November 19, 2003–February 22, 2004

Dutch Interiors in the Age of Vermeer

A Rare Vermeer Comes to Boston

Thanks to the generosity of the Metropolitan Museum of Art, the MFA had the unparalleled opportunity to exhibit a beautiful and rare painting: Johannes Vermeer’s Young Woman with a Water Pitcher. For a limited time only, this work was on view in the Matthew and Edna Goodrich Brown Gallery along with a special installation of the MFA’s Dutch genre paintings.

Vermeer’s paintings often feature women in domestic interiors but, unlike other Dutch genre scenes, they lack a clear narrative. Rather, the subject becomes the quality and workings of light, its magical reflections rendered in smooth, highly finished brushwork. In Young Woman with a Water Pitcher, the room’s fashionable furnishings and the woman’s attire indicate her elevated social standing; the silver pitcher and washbasin evoke innocence, purity, and cleanliness.

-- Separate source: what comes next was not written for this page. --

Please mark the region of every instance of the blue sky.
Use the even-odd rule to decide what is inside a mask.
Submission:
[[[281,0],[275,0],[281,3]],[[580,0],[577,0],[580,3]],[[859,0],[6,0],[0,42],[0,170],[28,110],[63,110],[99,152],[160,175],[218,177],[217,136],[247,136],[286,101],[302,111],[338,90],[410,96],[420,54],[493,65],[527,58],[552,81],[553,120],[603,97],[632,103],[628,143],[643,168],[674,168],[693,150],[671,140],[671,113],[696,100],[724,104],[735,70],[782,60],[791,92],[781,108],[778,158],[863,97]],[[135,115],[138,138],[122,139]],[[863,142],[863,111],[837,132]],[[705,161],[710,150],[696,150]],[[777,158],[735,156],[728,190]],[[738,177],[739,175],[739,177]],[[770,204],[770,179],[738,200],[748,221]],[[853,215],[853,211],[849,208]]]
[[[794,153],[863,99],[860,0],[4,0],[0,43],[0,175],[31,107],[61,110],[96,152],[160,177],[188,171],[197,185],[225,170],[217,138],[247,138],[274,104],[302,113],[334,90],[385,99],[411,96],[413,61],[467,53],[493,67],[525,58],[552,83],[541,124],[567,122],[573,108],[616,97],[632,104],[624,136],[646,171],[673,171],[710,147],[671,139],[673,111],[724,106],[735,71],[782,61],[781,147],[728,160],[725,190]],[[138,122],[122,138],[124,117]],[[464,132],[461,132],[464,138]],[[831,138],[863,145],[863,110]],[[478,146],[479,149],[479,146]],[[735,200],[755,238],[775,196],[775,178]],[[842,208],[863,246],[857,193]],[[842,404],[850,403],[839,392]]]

Surely one of the most famous and beloved artists of all time, Vermeer recently captured the popular imagination because of a spate of novels fictionalizing his life and subjects. And, while Rembrandt’s body of work consists of several hundred paintings, drawings, and prints, only about thirty-five works by Vermeer are extant. As these paintings are concentrated in just a few collections and rarely travel, this MFA special event was an exceptional opportunity for visitor's to discover one of Vermeer’s finest works.